Tulisan ini sebagai kelanjutan penjelasan dari jawaban singkat pada artikel "Kegaduhan" Pembentukan Badan Siber Nasional (Basibnas bukan Basinas)
Kedaulatan bukan (hanya) soal pendudukan oleh militer asing. Kedaulatan adalah soal kemampuan menegakan hukum negara kita. Sebagai contoh: Negara A menyatakan patuh kepada hukum dan aturan yang dibuat oleh Negara B, maka Negara A tidak berdaulat walaupun tidak ada seorangpun tentara negara B yang ada di wilayah fisik negara A.
Menurut pendapat saya, akar berbagai masalah dibidang siber adalah banyak pihak terkait dibidang siber aktif untuk mendapatkan kewenangan (dan anggaran), namun aktif pula untuk melepaskan tanggung-jawab (dan konsekuensi) ketika terjadi sesuatu di wilayah kewenangan tersebut. Mungkin, kita tidak membutuhkan Basibnas seandainya kementerian atau lembaga yang saat ini telah ada dan memiliki wewenang dibidangnya mau bertanggung-jawab.
Wilayah siber bisa menimbulkan bencana di wilayah fisik, sekaligus bisa mencegah, mengurangi dampak, dan membantu penanganan bencana di wilayah fisik. Bencana yang saya maksud adalah bencana dalam arti luas, termasuk bencana kerusakan mental, hingga perpecahan NKRI. Negara kita mempunyai terlalu banyak daftar masalah terkait keamanan siber dan informasi, berdampak nyata, namun sangat sedikit dipahami secara komprehensif oleh pihak terkait.

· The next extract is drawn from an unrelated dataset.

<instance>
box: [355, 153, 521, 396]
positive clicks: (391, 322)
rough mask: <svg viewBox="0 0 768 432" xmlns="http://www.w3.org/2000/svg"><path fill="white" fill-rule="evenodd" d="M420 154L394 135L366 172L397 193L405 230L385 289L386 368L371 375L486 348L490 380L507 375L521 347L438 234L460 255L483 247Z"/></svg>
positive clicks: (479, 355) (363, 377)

Berikut sebagian contoh nyata dari permukaan gunung es permasalahan siber di Indonesia:
Manfaat nyata e-KTP masih tanda tanya besar sampai sekarang. Pemerintahan Jokowi diwarisi sistem e-KTP yang kondisinya bagai terjebak dalam lumpur hisap, sekaligus menjadi bumerang bagi keamanan nasional. Kementerian dan/atau lembaga terkait yang mendukung Kemendagri saat proyek berlangsung tiba-tiba lepas tangan dan saling menyalahkan. Di sisi industri, baik keuangan, telekomunikasi, dan berbagai sektor lainnya bergantung pada e-KTP sebagai salah satu komponen utama dalam strategi keamanan. Strategi yang harusnya efektif menjadi mandul karena masih maraknya e-KTP palsu.
Aturan registrasi pengguna nomer ponsel hanya dilakukan asal-asalan, sekedar formalitas (terlalu banyak informasi sampah). Kominfo tidak bergigi menghadapi 1002 alasan operator telekomunikasi. Layanan ponsel Indonesia yang (pada prakteknya) bersifat anonim dijadikan fasilitas melakukan kejahatan siber yang sulit dilacak.

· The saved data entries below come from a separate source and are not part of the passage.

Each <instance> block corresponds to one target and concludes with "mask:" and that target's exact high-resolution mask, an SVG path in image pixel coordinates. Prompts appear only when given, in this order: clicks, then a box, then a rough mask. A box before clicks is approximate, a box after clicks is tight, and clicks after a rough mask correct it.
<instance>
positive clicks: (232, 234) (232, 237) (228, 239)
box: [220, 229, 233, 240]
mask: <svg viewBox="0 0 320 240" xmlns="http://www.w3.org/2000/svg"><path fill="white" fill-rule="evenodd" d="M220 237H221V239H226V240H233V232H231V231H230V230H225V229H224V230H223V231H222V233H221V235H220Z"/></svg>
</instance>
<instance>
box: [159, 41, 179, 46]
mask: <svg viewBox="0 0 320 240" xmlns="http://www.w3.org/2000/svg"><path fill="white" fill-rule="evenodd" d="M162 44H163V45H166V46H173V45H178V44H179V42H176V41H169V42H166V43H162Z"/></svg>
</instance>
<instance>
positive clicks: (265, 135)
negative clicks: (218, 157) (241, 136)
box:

Industri telekomunikasi yang layanannya diasumsikan menjamin integritas dan kerahasiaan oleh perbankan, juga bergantung pada eKTP. Padahal yang dijamin oleh industri telekomunikasi (dalam Service Level Agreement / SLA) adalah hanya ketersediaan. Saat terjadi perampokan dana nasabah secara elektronik, semua pihak (termasuk regulator) ramai-ramai lepas tanggung-jawab, menyalahkan nasabah.
Perkembangan dan kompetisi ketat dalam industri perbankan akan terhambat jika harus melakukan proses KYC secara efektif saat calon nasabah membuka rekening. Disisi lain regulator terus mendorong program laku pandai (branchless banking). Penjahat semakin mudah membuat rekening penampung. e-KTP kembali menjadi kambing hitam jika timbul kejahatan yang memanfaatkan eBanking.

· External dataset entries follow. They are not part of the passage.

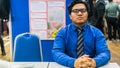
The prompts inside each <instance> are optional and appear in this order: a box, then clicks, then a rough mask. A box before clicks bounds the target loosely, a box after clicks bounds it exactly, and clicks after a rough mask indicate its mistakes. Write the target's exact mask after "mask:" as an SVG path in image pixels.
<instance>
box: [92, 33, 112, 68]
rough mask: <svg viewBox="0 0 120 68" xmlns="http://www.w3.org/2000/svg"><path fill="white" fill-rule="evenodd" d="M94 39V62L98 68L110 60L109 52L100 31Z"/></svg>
mask: <svg viewBox="0 0 120 68" xmlns="http://www.w3.org/2000/svg"><path fill="white" fill-rule="evenodd" d="M95 37H96V41H95V45H96V47H95V49H96V56H95V57H94V60H95V61H96V66H97V67H99V66H102V65H105V64H106V63H107V62H108V61H109V60H110V50H109V49H108V46H107V44H106V40H105V37H104V35H103V34H102V33H101V32H100V31H96V34H95Z"/></svg>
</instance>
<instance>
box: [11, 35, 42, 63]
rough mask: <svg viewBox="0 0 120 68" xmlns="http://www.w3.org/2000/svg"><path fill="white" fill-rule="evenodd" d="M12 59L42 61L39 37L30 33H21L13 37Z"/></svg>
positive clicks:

Tidak ada pihak yang benar-benar peduli dengan mengambil peran dan tanggung-jawab dalam kemudahan melakukan perampokan di eBanking, walaupun banyak yang sadar bahwa kejahatan tersebut merupakan (potensi) sumberpendanaan terorisme yang berisiko rendah dan berpenghasilan besar. Gelombang pembobolan Internet Banking dengan cara "sinkronisasi token" tahun 2015 menggunakan tehnik hacking "basi" yang sudah saya demonstrasikan secara riil kepada regulator, industri perbankan dan pihak terkait sejak awal tahun 2010. Hingga sekarang tidak ada perbaikan sama sekali.
Siapa yang bertanggung-jawab terhadap edukasi pengguna Internet dan keamanan eBanking yang efektif? Regulator mengeluarkan kebijakan mengenai edukasi nasabah pengguna eBanking. Edukasi yang dilakukan jauh dari efektif, dan lebih bertujuan untuk memberi rasa aman kepada pengguna eBanking, yang akhirnya mengguntungkan penjahat.